I recently added multiscraper system which can scrape data from web-scrapers like YoutubeScraper, QuoraScraper, GithubScraper, etc. As scraping is a costly task, it is important to improve it’s efficiency. One of the approach is to index data in cache. TwitterScraper uses multiple sources to optimize the efficiency.
This system uses Post message holder object to store data and PostTimeline (a specialized iterator) to iterate the data objects. This difference in data structures from TwitterScraper leads to the need of different approach to implement indexing of data to ElasticSearch (currently in review process).
These are the following changes I made while implementing ‘indexing of data’ in the project.
1) Writing of data is invoked only using PostTimeline iterator
In TwitterScraper, the data is written in message holder TwitterTweet.

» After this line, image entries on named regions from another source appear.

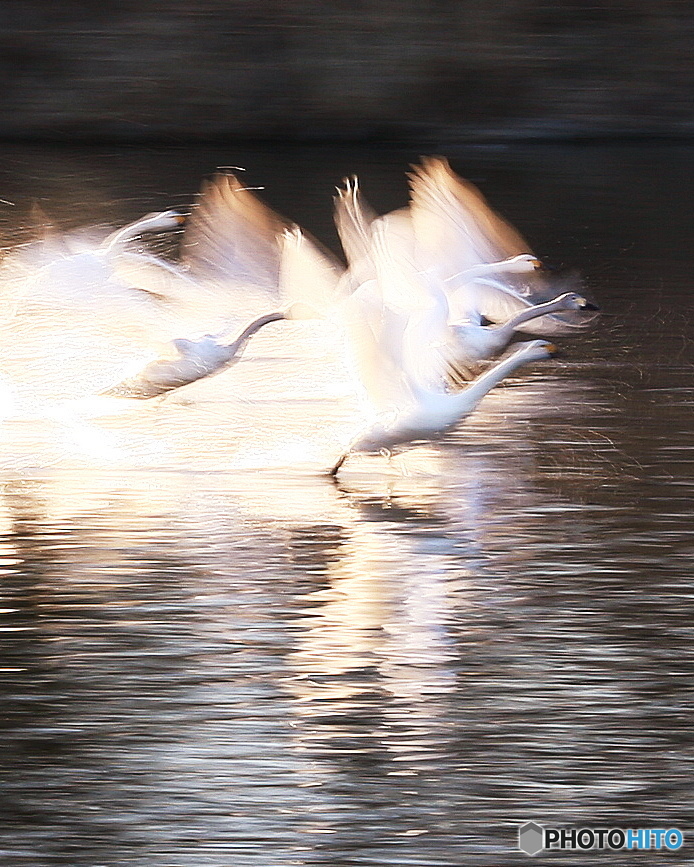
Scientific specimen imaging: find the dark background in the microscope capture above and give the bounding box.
[0,0,694,144]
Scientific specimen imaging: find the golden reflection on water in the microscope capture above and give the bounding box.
[0,146,693,867]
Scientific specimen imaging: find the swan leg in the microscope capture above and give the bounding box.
[328,452,349,478]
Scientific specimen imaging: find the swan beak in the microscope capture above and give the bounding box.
[328,452,349,479]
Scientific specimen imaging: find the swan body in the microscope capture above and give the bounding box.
[330,213,553,475]
[331,340,555,475]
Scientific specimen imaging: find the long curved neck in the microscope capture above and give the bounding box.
[449,348,540,417]
[446,257,536,283]
[228,311,286,355]
[498,294,566,340]
[102,214,173,250]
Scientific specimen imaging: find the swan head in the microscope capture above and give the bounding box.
[501,253,542,274]
[557,292,599,310]
[137,210,186,232]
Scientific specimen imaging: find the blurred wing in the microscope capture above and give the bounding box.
[372,220,449,396]
[409,157,531,277]
[182,174,287,290]
[279,226,345,319]
[334,175,376,268]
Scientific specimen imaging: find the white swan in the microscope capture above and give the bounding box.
[330,221,554,476]
[100,312,285,400]
[409,157,597,336]
[335,160,597,383]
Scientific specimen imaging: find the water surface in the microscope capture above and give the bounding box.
[0,146,694,867]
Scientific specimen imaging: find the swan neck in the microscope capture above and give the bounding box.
[226,311,285,351]
[455,351,525,412]
[497,297,564,340]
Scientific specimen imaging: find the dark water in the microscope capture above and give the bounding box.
[0,146,694,867]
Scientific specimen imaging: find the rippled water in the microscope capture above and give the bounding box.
[0,146,694,867]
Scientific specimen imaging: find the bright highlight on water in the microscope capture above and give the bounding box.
[2,158,596,475]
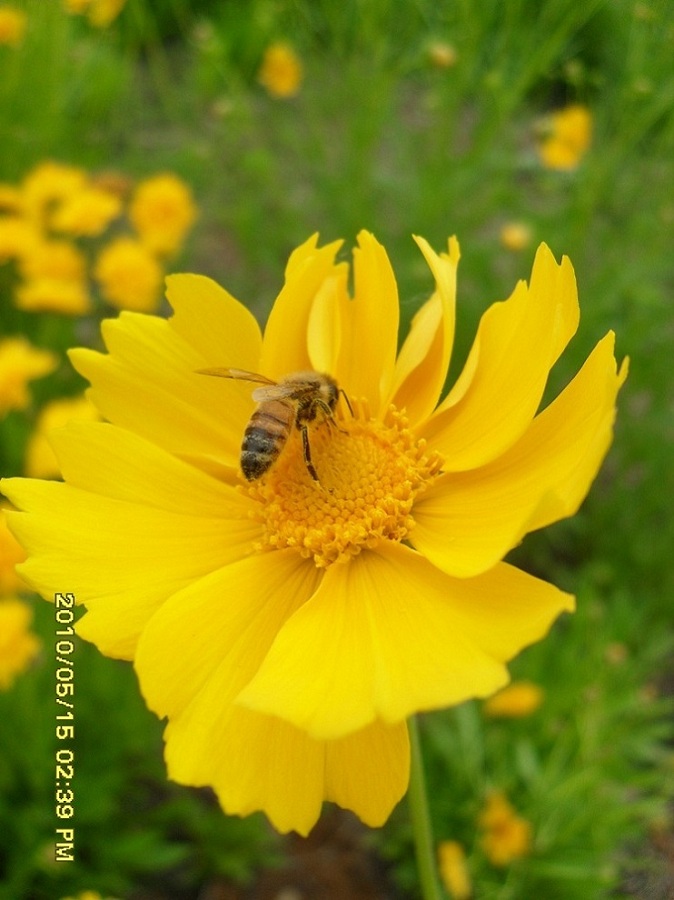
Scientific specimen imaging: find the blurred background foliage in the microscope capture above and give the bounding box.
[0,0,674,900]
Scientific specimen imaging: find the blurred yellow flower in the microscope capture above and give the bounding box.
[24,395,101,478]
[1,231,627,834]
[0,503,27,597]
[0,337,58,416]
[0,182,21,213]
[257,41,303,97]
[94,237,163,312]
[0,216,40,264]
[0,597,41,691]
[499,222,533,253]
[63,0,126,28]
[14,276,91,316]
[426,40,458,69]
[479,791,531,866]
[0,4,26,47]
[538,103,592,171]
[49,187,122,237]
[129,172,197,256]
[21,160,87,226]
[19,239,87,281]
[438,841,473,900]
[482,681,545,719]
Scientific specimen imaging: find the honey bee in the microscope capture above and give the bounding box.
[199,368,353,481]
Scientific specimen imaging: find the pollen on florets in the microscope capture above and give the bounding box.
[246,401,442,567]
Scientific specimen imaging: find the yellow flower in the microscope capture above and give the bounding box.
[479,791,531,866]
[64,0,126,28]
[0,182,21,213]
[0,503,26,597]
[15,277,91,316]
[538,103,592,171]
[21,160,87,227]
[0,597,40,691]
[438,841,473,900]
[49,187,122,237]
[257,41,303,97]
[25,396,100,478]
[499,222,532,253]
[0,5,26,47]
[2,232,626,834]
[129,172,196,256]
[94,237,163,312]
[19,240,87,281]
[0,216,40,263]
[483,681,544,719]
[426,40,458,69]
[0,337,58,416]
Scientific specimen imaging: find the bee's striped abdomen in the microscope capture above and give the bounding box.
[241,400,294,481]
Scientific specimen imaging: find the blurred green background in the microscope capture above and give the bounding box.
[0,0,674,900]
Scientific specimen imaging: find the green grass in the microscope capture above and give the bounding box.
[0,0,674,900]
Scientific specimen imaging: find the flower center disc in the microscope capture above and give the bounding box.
[248,401,442,567]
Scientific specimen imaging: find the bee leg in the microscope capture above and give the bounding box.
[339,388,353,416]
[301,425,320,484]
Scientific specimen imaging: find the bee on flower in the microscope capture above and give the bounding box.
[2,232,627,834]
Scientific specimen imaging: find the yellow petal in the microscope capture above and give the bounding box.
[2,454,259,658]
[259,235,341,378]
[421,244,578,471]
[390,237,459,426]
[136,550,320,720]
[307,263,350,373]
[166,275,262,371]
[164,706,409,835]
[237,542,507,740]
[325,722,410,828]
[410,334,626,577]
[334,231,399,415]
[136,551,332,833]
[69,313,247,470]
[50,422,245,516]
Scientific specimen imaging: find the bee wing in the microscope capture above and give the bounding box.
[197,366,276,385]
[252,381,297,403]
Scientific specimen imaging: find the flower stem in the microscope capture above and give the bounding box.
[408,716,443,900]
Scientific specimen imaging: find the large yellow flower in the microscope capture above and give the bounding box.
[3,232,625,833]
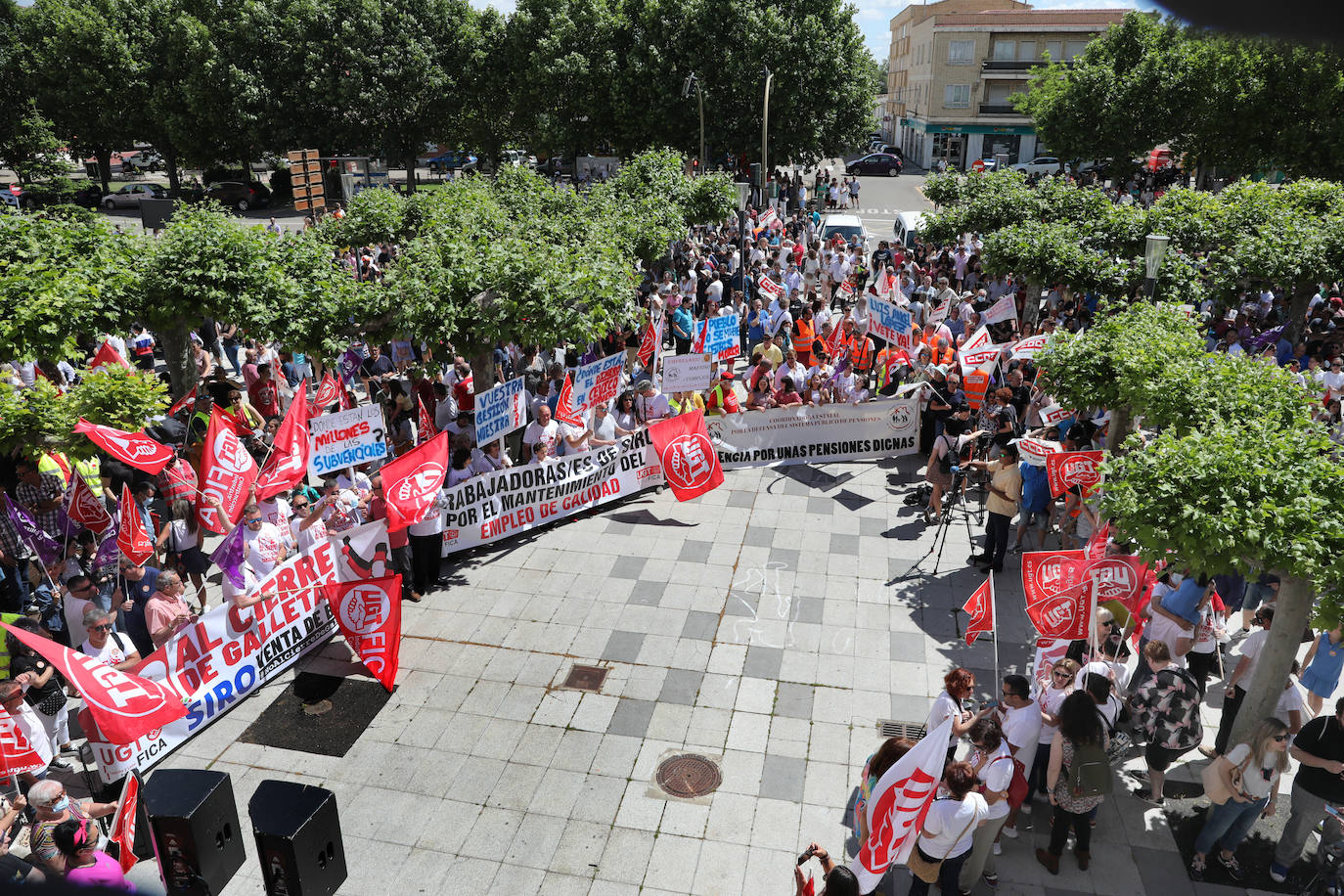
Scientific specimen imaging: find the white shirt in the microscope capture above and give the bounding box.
[918,792,989,860]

So all the tweets are written to index as they are created. Here, when the data is scraped, Writing of the posts is initiated. Scraping of data is considered a heavy process. This approach keeps lower resource usage in average traffic on the server.
2) One object for holding a message
During the implementation, I kept the same message holder Post and post-iterator PostTimeline from scraping to indexing of data. This helps to keep the structure uniform. Earlier approach involves different types of message wrappers in the way. This approach cuts the processes for looping and transitioning of data structures.
3) Index a list, not a message
In TwitterScraper, as the messages are enqueued in the bulk to be indexed. But in this approach, I have enqueued the complete lists. This approach delays the indexing till the scraper is done with processing the html.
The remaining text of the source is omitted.